L'application de dispositions extraterritoriales dépend de la proactivité du département de la Justice américain. Les juges peuvent toutefois également les invoquer à l'occasion de contentieux[5].
Application dans le cadre de condamnations d'entreprises françaises
Mis en cause
Faits reprochés
Lien utilisé par la justice américaine pour justifier sa compétence en vertu du principe d'extraterritorialité
Légalisation de l'espionnage entre puissances alliées
L'extraterritorialité du droit américain a été critiquée comme normalisant de jure l'espionnage entre pays alliés. En 2014, une enquête parlementaire de la Délégation parlementaire au renseignement (DPR) dirigée par Jean-Jacques Urvoas a conclu que les lois extraterritoriales américaines sont un empiétement sur la souveraineté nationale, car elles permettent « un espionnage paré des vertus de la légalité »[12]. Les entreprises poursuivies par le département de la Justice régularisent leur situation en acceptant un suivi (monitoring) durant trois ou cinq ans afin de mettre en place un programme de conformité[13].
Outil de guerre économique
La Délégation (DPR) remarque que ces dispositions juridiques font partie de l'arsenal juridique des États-Unis dans le cadre d'une guerre juridique et d'une guerre économique.
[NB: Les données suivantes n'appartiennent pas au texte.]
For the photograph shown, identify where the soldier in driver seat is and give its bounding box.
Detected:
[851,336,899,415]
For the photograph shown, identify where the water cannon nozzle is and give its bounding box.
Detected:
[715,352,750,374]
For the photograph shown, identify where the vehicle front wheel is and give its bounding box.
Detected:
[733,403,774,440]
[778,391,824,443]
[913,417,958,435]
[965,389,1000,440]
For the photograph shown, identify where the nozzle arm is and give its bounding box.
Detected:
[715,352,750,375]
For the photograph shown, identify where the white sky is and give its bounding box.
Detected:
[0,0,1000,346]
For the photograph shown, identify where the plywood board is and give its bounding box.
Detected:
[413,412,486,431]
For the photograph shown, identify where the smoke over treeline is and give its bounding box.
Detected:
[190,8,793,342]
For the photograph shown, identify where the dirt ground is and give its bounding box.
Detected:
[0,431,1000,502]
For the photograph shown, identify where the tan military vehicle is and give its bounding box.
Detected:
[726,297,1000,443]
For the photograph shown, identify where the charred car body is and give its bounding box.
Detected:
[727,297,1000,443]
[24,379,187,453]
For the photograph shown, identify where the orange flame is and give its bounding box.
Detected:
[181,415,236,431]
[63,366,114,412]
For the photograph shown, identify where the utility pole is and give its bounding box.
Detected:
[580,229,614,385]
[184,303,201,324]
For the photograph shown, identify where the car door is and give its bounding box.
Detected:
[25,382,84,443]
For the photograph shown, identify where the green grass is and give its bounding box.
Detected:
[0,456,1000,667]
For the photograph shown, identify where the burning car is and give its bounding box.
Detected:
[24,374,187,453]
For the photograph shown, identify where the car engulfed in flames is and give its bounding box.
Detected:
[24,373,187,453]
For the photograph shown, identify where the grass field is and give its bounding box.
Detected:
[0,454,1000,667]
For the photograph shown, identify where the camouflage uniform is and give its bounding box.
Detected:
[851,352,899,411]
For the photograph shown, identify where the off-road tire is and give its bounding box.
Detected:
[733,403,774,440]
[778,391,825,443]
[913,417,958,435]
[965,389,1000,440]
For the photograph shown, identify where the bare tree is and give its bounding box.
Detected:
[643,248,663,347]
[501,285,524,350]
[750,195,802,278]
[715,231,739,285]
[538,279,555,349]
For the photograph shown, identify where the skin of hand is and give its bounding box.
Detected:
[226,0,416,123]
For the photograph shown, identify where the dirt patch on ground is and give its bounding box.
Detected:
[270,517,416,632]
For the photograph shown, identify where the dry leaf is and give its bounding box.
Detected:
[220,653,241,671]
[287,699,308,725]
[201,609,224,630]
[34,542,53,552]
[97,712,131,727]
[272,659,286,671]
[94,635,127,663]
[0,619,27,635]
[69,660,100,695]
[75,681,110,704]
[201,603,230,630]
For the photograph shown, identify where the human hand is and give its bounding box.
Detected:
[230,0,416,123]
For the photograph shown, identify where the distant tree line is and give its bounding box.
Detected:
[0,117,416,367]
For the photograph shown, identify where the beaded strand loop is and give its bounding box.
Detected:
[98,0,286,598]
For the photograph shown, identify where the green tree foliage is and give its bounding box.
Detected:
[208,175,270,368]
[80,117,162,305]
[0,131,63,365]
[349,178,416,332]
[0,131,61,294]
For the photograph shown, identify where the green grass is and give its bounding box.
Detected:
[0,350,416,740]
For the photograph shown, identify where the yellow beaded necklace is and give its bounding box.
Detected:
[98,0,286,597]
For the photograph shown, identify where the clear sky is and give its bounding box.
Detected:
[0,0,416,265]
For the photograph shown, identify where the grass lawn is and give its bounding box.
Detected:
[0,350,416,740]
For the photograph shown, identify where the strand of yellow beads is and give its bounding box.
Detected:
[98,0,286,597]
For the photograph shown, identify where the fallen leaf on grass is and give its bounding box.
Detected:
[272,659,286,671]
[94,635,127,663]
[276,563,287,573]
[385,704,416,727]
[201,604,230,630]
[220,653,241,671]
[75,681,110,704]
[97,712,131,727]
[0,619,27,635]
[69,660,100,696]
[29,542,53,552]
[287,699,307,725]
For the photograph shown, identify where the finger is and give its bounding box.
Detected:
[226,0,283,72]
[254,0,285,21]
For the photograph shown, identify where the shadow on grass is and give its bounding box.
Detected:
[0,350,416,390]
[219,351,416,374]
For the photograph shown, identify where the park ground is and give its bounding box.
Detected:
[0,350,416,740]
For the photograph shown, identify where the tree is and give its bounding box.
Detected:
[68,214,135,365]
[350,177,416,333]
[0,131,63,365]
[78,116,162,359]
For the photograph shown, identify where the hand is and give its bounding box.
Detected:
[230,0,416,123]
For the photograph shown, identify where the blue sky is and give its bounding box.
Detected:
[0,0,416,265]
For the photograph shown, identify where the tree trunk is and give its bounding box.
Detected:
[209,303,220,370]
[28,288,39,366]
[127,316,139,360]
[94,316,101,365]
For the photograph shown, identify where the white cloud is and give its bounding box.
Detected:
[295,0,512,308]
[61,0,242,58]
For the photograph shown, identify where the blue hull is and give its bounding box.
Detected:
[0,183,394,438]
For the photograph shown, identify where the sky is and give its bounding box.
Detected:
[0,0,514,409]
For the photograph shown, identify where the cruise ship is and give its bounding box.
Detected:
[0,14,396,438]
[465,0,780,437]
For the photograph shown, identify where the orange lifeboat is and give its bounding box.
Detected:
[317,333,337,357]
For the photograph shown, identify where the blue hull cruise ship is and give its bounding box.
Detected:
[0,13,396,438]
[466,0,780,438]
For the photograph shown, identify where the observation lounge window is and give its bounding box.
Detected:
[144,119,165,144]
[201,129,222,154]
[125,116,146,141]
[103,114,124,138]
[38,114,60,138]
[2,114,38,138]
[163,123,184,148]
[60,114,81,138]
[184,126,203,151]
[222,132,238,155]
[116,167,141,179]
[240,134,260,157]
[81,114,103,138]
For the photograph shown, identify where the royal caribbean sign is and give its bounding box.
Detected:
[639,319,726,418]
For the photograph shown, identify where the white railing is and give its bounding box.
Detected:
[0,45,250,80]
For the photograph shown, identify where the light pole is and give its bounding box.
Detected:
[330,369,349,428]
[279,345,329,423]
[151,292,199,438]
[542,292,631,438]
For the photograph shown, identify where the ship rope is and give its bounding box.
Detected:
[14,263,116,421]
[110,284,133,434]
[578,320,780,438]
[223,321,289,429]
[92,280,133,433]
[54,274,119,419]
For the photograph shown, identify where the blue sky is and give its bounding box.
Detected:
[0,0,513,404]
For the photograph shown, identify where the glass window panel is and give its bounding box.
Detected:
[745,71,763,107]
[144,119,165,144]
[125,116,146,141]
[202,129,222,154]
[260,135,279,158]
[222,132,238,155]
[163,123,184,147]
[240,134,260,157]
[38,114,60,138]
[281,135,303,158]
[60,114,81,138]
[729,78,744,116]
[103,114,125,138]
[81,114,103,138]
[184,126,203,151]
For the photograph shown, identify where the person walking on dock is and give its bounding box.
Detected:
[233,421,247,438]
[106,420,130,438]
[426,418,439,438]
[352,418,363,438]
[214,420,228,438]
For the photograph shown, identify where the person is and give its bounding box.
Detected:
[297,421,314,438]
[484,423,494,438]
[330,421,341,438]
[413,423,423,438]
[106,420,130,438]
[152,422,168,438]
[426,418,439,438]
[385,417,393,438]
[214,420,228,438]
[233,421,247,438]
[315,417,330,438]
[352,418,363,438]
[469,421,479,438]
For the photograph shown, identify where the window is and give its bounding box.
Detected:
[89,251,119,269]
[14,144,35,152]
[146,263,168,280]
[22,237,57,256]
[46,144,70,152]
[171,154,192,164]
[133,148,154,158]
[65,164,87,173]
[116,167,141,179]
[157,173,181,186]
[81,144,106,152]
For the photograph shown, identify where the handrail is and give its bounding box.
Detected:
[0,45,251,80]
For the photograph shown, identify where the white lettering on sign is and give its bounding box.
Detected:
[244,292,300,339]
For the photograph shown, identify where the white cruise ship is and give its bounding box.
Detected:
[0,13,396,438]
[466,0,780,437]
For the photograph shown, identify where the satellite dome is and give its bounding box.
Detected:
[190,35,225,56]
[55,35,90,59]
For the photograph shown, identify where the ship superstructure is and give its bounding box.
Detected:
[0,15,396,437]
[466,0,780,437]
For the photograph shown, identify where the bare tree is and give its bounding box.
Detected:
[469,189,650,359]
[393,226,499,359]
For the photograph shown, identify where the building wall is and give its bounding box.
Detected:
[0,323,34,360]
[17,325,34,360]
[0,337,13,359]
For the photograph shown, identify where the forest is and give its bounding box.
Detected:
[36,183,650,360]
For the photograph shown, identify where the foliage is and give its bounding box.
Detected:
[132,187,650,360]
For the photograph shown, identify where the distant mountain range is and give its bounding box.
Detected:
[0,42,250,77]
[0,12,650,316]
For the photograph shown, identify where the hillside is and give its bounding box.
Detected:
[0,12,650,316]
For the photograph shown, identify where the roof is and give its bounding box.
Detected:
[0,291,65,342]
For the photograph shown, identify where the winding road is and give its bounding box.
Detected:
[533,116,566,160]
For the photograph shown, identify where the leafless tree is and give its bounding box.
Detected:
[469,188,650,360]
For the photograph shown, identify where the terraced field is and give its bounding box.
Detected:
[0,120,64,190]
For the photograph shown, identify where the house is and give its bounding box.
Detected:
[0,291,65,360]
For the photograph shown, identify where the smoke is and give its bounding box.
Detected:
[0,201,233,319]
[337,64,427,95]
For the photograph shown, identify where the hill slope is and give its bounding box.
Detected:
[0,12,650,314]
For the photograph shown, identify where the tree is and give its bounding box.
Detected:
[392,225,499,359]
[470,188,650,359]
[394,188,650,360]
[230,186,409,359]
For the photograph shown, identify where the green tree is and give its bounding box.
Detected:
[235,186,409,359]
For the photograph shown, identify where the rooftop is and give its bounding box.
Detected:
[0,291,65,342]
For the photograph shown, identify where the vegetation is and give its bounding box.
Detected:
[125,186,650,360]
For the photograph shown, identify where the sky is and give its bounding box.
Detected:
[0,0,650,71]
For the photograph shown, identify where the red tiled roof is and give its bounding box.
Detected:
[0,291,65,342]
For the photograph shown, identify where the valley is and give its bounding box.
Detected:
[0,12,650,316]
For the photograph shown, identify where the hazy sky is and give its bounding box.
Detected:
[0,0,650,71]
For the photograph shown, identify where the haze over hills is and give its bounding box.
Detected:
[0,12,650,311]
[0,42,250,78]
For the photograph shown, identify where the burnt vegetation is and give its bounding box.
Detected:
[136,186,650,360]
Elle les qualifie de « puissant instrument de prédation ». La délégation remarque que les poursuites américaines en vertu des lois extraterritoriales sont instrumentalisées dans l'objectif de racheter les entreprises frappées par la loi. Ainsi, Alstom, qui risquait de lourdes amendes, a accepté d'être racheté par son rival General Electric[12].
En avril 2018, la DGSI établit une note pour le gouvernement français dans laquelle elle estime que « les entreprises françaises […] font l'objet d'attaques ciblées, notamment par le biais de contentieux juridiques, de tentatives de captation d'informations et d'ingérence économique ». Le document qui se présente comme un « panorama des ingérences économiques américaines en France » avance que l'aéronautique et la société Airbus seraient les premières cibles de ces captations d'information[4]. Dans la même note, la DGSI souligne que « plusieurs grands groupes français ont ainsi été ciblés par le ministère de la Justice américain ces dernières années […] (Technip, Total, Alstom, Alcatel, BNP Paribas, Crédit agricole, Société générale). Les opérations d'acquisition ou de fusion ayant suivi, pour certains d'entre eux, pourraient être interprétées comme le fruit de manœuvres de déstabilisation et de fragilisation rendues possibles par la mise en œuvre de ces dispositions légales »[14].
Pour le député LR Pierre Lellouche, qui a présidé une mission d'information parlementaire sur le sujet, il s'agirait d'« une stratégie délibérée des États-Unis qui consiste à mettre en réseau leurs agences de renseignements et leur justice afin de mener une véritable guerre économique à leurs concurrents ».
Bibliographie
A. Garapon et P. Servan-Schreiber (dir.), Deals de justice, Le marché américain de l’obéissance mondialisée, Puf, 2013.
Articles dans des revues scientifiques
Marion Leblanc-Wohrer, « Le droit, arme économique et géopolitique des États-Unis », Politique étrangère, 2019, Hivr, nᵒ 4, p. 37.
Olivier de Maison Rouge, « Géopolitique du droit américain : dernières nouvelles du front extérieur », Sécurité globale, 2017, vol. 9, nᵒ 1, p. 59.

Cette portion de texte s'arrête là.